Springs v. Clement

202 F.R.D. 387, 2001 U.S. Dist. LEXIS 15368, 2001 WL 1141347
CourtDistrict Court, E.D. New York
DecidedSeptember 25, 2001
DocketNo. CV 00-2909(ADS)(ARL)
StatusPublished
Cited by6 cases

This text of 202 F.R.D. 387 (Springs v. Clement) is published on Counsel Stack Legal Research, covering District Court, E.D. New York primary law. Counsel Stack provides free access to over 12 million legal documents including statutes, case law, regulations, and constitutions.

Bluebook
Springs v. Clement, 202 F.R.D. 387, 2001 U.S. Dist. LEXIS 15368, 2001 WL 1141347 (E.D.N.Y. 2001).

Opinion

MEMORANDUM OF DECISION AND ORDER

SPATT, District Judge.

Dana R. Springs (“Springs” or the “plaintiff’) commenced this action on his own behalf and on behalf of his minor son, Dean R. Springs (“Dean”) by filing a complaint on May 22, 2000. In a form used by prisoners to file a complaint pursuant to 42 U.S.C. § 1983 (“Section 1983”) Springs contends that Craig Casey, caseworker (“Casey”); Janes and Johns Does, employees; the Nassau County Department of Social Services (“Social Services”); and Judge John B. Pes-sala, J.F.C., Nassau County Family Court (“Pessala”), violated his civil rights as well as the civil rights of his son by: (1) intercepting letters he wrote to his son from prison; (2) [390]*390removing his son from “relative foster care” without giving him prior notice; (3) failing to respond to his letters; (4) denying his visitation petition without giving him notice of the proceedings that led to the denial; and (5) failing to consider his second visitation petition.
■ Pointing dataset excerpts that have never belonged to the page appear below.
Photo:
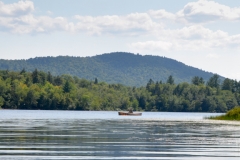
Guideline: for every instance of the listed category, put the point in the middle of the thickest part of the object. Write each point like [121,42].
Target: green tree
[170,80]
[197,80]
[214,81]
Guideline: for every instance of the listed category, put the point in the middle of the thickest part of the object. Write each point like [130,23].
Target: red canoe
[129,114]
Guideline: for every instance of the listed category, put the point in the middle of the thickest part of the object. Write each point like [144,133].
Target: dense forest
[41,90]
[119,67]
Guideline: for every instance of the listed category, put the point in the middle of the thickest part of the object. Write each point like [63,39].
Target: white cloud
[19,18]
[162,14]
[16,9]
[152,45]
[131,24]
[206,11]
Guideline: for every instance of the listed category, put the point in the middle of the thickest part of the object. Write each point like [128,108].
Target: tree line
[41,90]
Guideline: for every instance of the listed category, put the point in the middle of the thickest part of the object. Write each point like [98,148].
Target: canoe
[129,114]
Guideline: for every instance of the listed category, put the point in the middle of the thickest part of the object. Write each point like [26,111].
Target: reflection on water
[118,139]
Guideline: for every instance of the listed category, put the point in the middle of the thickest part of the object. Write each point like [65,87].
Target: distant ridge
[117,67]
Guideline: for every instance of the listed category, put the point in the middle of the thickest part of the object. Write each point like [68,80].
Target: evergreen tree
[214,81]
[197,80]
[35,76]
[67,87]
[96,81]
[170,80]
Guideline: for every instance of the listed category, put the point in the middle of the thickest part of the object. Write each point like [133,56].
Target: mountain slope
[119,67]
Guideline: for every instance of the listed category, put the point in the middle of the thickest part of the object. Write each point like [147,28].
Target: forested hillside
[40,90]
[119,67]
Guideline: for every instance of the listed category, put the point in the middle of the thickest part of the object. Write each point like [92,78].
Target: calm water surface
[28,135]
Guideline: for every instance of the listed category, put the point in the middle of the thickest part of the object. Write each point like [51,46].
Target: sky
[201,33]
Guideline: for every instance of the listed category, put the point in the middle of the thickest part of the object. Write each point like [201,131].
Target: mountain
[118,67]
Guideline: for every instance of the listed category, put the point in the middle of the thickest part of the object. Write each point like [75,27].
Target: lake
[35,135]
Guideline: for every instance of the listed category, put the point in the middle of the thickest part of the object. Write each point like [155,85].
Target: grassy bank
[233,114]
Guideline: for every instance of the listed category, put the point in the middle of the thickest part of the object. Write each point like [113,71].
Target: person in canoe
[130,110]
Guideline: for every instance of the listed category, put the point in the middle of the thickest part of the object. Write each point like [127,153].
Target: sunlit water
[28,135]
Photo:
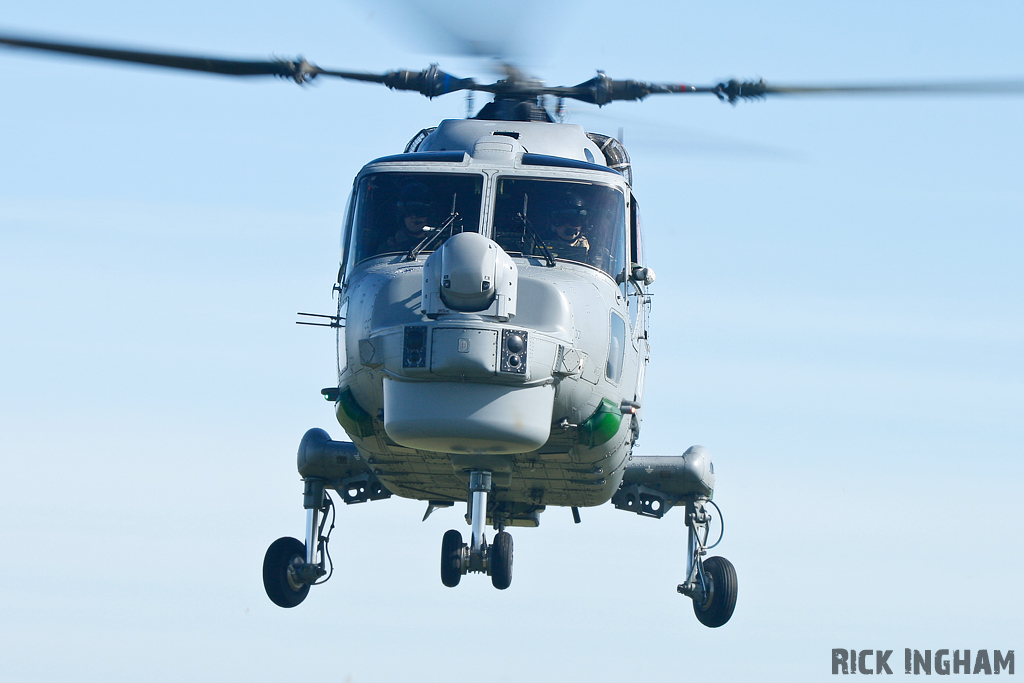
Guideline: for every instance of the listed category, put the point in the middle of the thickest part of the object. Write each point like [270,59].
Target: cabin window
[571,220]
[616,345]
[394,212]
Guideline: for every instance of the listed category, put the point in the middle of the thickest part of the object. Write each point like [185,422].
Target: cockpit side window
[636,235]
[572,220]
[396,211]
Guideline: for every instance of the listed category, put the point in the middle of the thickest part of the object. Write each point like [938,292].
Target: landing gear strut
[496,559]
[291,566]
[710,583]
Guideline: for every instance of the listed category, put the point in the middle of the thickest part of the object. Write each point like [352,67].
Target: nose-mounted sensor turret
[470,273]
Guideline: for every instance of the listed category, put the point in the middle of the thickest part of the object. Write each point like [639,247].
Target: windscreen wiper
[529,227]
[434,232]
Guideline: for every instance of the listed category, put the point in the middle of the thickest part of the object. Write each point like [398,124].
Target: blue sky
[837,317]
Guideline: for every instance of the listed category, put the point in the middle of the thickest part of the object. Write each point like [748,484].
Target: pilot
[567,223]
[415,212]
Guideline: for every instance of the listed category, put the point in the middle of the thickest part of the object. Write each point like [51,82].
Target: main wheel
[282,586]
[717,607]
[452,558]
[501,560]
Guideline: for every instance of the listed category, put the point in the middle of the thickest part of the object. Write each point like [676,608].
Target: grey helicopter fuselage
[499,346]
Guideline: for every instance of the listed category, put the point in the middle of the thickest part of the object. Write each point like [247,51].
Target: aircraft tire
[501,560]
[452,558]
[282,591]
[717,609]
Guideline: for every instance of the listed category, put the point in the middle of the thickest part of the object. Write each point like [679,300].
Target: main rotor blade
[732,90]
[299,71]
[430,82]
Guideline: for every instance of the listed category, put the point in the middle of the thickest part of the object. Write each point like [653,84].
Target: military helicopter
[492,326]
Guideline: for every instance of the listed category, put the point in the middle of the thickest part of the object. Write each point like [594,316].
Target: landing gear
[720,593]
[284,559]
[496,559]
[452,552]
[291,566]
[711,583]
[501,560]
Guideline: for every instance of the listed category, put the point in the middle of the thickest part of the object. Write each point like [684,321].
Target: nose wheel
[459,558]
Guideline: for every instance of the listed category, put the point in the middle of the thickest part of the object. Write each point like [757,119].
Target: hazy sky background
[838,318]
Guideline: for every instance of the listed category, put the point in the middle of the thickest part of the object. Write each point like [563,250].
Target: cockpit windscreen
[578,221]
[394,212]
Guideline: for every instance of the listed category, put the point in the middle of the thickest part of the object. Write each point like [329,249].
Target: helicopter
[451,387]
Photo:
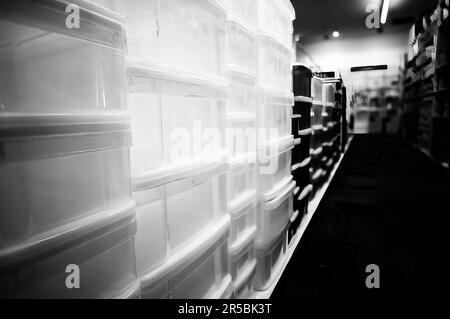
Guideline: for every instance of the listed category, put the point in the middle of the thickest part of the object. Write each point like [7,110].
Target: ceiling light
[384,11]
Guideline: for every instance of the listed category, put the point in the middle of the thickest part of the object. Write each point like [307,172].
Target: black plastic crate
[304,110]
[301,80]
Presently before the Court are the following three motions: (1) a motion by Pessala to dismiss the complaint pursuant to Rule 12(b)(6) of the Federal Rules of Civil Procedure (“Fed.R.Civ.P.”); (2) a motion by Peter Clement (“Clement”), Acting Commissioner, Casey, and Social Services (“Nassau County defendants”) to vacate their default; and (3) a motion by Springs for summary judgment and sanctions.

I. BACKGROUND

A. The Complaint

The following facts are taken from the complaint. As of 1998, Springs’ former wife, Laura Garcia Springs (“Garcia Springs”) had sole custody of their child, Dean Springs. Early that year, Social Services charged her with neglect and Dean was removed from her custody and placed in “relative foster care,” a phrase that Springs claims means that his son was placed in the home of a maternal aunt, Gayle Caferella (“Caferella”).

When Springs learned of this placement, he filed a visitation petition in Nassau County Family Court in or about March 1998. The petition was served on Caferella and Social Services. According to Springs, Caf-erella did not want to appear in court and did not want to have any contact with him. Springs states that Caferella indicated that she would hand Dean over to Social Services if Springs forced her to abide by a visitation schedule.
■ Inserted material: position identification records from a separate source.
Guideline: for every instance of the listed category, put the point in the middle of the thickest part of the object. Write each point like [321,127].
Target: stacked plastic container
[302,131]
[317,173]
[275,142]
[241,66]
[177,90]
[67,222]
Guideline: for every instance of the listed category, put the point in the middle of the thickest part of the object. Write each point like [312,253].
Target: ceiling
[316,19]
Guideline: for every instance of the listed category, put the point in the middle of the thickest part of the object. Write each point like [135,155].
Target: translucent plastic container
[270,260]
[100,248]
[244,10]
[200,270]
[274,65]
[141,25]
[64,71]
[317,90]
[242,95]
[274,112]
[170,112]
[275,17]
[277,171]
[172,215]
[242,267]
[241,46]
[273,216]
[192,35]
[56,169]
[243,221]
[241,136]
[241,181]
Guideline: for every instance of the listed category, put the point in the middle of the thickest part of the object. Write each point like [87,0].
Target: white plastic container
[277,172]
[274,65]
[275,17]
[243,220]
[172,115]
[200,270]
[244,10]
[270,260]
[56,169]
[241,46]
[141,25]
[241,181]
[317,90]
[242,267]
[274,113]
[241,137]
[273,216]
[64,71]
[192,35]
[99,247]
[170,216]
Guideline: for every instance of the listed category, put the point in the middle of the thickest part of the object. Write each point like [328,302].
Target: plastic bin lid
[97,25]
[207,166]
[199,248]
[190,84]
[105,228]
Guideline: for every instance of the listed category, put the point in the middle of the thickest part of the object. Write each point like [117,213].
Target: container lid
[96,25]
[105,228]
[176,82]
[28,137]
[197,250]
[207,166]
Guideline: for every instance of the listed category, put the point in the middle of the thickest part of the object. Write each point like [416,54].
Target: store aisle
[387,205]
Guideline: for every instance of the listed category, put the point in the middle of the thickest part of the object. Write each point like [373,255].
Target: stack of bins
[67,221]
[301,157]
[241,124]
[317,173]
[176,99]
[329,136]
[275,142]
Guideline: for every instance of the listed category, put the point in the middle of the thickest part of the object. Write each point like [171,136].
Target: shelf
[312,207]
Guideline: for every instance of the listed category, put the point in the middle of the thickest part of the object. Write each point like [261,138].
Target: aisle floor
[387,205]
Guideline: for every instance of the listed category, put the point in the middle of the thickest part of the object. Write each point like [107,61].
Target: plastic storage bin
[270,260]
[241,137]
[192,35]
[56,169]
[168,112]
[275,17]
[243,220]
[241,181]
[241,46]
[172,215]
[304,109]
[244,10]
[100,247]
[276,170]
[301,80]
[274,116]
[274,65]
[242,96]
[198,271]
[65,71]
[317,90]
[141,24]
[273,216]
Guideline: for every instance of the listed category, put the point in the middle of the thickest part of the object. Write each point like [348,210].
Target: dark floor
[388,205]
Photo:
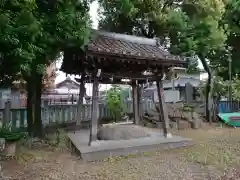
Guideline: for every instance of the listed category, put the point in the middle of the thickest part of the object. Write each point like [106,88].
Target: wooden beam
[82,91]
[163,110]
[135,103]
[95,112]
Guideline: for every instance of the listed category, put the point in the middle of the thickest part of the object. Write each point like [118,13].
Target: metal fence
[62,113]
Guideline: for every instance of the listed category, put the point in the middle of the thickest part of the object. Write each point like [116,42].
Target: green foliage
[115,102]
[219,87]
[11,135]
[32,33]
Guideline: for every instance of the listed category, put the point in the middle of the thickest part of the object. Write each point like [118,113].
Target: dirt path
[218,148]
[63,166]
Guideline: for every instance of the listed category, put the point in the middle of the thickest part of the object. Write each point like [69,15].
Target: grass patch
[218,147]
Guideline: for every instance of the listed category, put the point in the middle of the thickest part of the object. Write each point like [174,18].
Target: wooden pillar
[135,103]
[95,113]
[163,109]
[139,101]
[82,91]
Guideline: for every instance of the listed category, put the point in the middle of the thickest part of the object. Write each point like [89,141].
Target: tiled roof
[129,46]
Springs explains that in light of Caferella’s feelings, Louis Garcia (“Garcia”), Dean’s maternal grandfather, approached Springs with the following proposal: if Springs were to withdraw his visitation petition, Caferella would allow Garcia to have custody of Dean on most weekends, and Springs could visit his son at Garcia’s home. Springs agreed to this proposal and withdrew the visitation petition. Springs states that Family Court and Social Services were aware of the visitation arrangement and the reason he withdrew the petition. However, Springs alleges, Pessala subsequently dismissed the petition with inaccurate language.

Throughout the spring of 1998, Springs visited his son at Garcia’s home almost every weekend. In the summer of that year, Springs and his son spent time together during the week as well. Springs explains that, among other things, they went to the movies, played at an indoor playground, and went bike riding and fishing together. According to Springs, Social Services was satisfied with the progress of the relationship between Springs and Dean.

When school resumed in the fall of 1998, Dean returned to the Caferella home during the week and stayed with Garcia on the weekends. Springs states that Garcia’s schedule made it impossible for Dean to stay with Garcia on every weekend. Therefore, Springs and Dean did not see each other every weekend. On the weekends that they did not see each other, Springs states that he and Dean spoke on the telephone.

On December 15,1998, Springs was arrested for what he describes as a “nonviolent crime.” He was convicted and sentenced to a term of imprisonment of from two to four years. He has remained in custody since his arrest in December 1998.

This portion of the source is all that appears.